AWX crashes suddenly

I have AWX running on a VM with the following spec:

  • 8 vCPU
  • 16 GB of RAM

OS - Ubuntu 22.04.1 LTS
AWX - AWX 23.5.0
running on K3S node :v1.28.4+k3s2

The AWX crashes suddenly even sometime with one jobs with low resource error,could you please suggest how can I increase resources for all the pods

Warning Evicted 9m3s kubelet The node was low on resource: ephemeral-storage. Threshold quantity: 536346631, available: 1062996Ki. Container redis was using 112Ki, request is 0, has larger consumption of ephemeral-storage. Container awx-task was using 180332Ki, request is 0, has larger consumption of ephemeral-storage. Container awx-ee was using 84764Ki, request is 0, has larger consumption of ephemeral-storage.
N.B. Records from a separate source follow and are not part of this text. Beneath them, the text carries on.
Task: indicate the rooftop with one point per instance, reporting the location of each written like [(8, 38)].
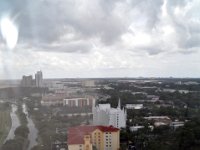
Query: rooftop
[(76, 134)]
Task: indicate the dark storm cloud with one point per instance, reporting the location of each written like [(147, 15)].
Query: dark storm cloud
[(44, 22)]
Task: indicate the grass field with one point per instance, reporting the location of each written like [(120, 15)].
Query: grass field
[(5, 124)]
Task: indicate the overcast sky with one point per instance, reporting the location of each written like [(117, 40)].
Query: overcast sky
[(102, 38)]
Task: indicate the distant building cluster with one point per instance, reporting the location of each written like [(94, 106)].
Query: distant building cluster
[(28, 81), (103, 114), (93, 137), (60, 99), (79, 102)]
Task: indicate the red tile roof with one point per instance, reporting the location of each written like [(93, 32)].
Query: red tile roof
[(76, 134)]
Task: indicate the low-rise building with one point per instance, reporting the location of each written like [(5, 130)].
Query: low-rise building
[(79, 102), (52, 99), (87, 137), (134, 106), (159, 120)]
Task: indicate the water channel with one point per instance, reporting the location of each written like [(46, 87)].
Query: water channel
[(15, 123), (33, 132)]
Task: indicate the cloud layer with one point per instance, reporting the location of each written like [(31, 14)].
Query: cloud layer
[(103, 38)]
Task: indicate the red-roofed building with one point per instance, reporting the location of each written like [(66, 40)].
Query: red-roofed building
[(87, 137)]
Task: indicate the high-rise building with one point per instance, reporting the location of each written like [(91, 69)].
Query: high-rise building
[(103, 114), (27, 81), (97, 137), (39, 79)]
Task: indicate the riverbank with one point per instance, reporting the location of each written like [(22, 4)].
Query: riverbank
[(5, 125), (5, 121)]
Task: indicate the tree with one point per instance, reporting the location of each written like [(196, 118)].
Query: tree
[(22, 131)]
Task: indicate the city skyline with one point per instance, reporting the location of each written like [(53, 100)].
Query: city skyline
[(98, 39)]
Container awx-rsyslog was using 24Ki, request is 0, has larger consumption of ephemeral-storage

pod/awx-task-847b58df79-jt5v7 0/4 ContainerStatusUnknown 12 (42m ago) 17h
pod/awx-operator-controller-manager-66d787886f-9s8gs 0/2 Error 9 (42m ago) 17h
pod/awx-task-847b58df79-9jrnt 0/4 ContainerStatusUnknown 3 26m
pod/automation-job-1816-mzcx7 0/1 Error 0 12m
pod/awx-task-847b58df79-tqzdq 0/4 Init:1/2 0 12m
pod/awx-operator-controller-manager-66d787886f-7jcck 0/2 Error 1 26m

Can we do it without reinstalling.

Hi, increasing free space for /var/lib/rancher may help you.

On k3s node, ephemeral storage consumes under this path.

2 Likes

Thanks,I have extended filesystem and will monitor it.
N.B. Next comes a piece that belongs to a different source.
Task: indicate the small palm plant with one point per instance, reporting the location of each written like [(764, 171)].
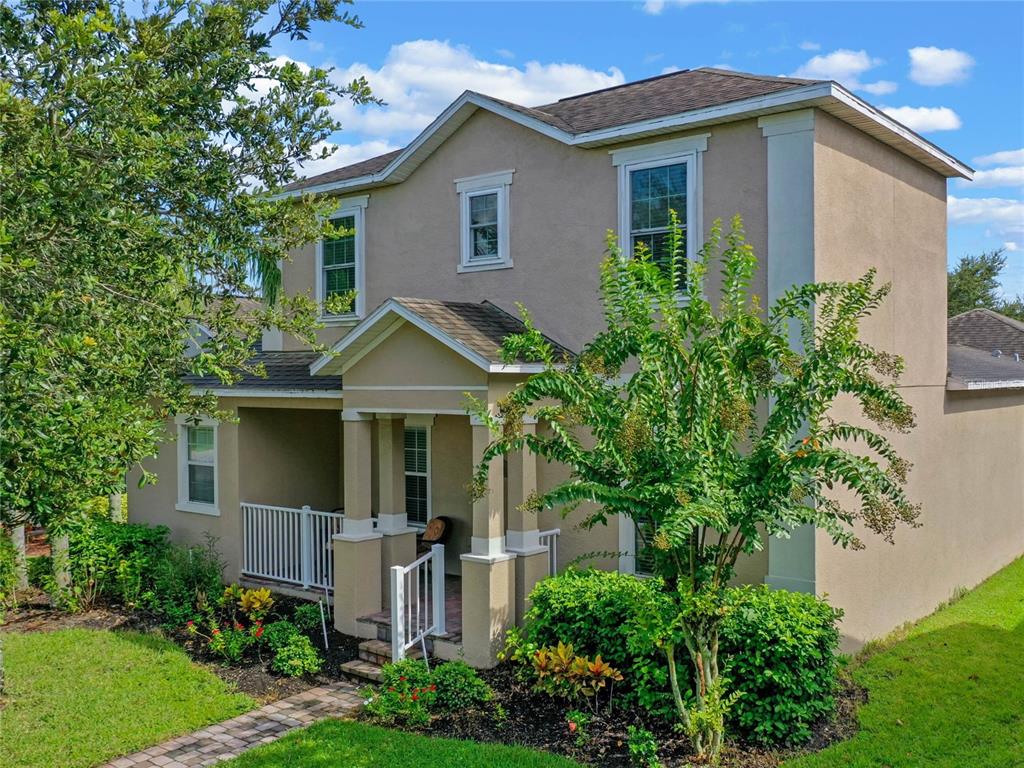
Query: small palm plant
[(712, 426)]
This. I’ve had to increase my ephemeral storage a few times.

For live troubleshooting, use “kubectl get pods” to find your task pod name. Use the -n argument for that command if you configured AWX in a namespace.

Then use “kubectl describe pod <pod_name>” to get details about the pod, again use -n if you used a namespace.

This is the error I see when I have ephemeral storage issues:
0/1 nodes are available: 1 node(s) had untolerated taint {node.kubernetes.io/disk-pressure: }. preemption: 0/1 nodes are available: 1 Preemption is not helpful for scheduling.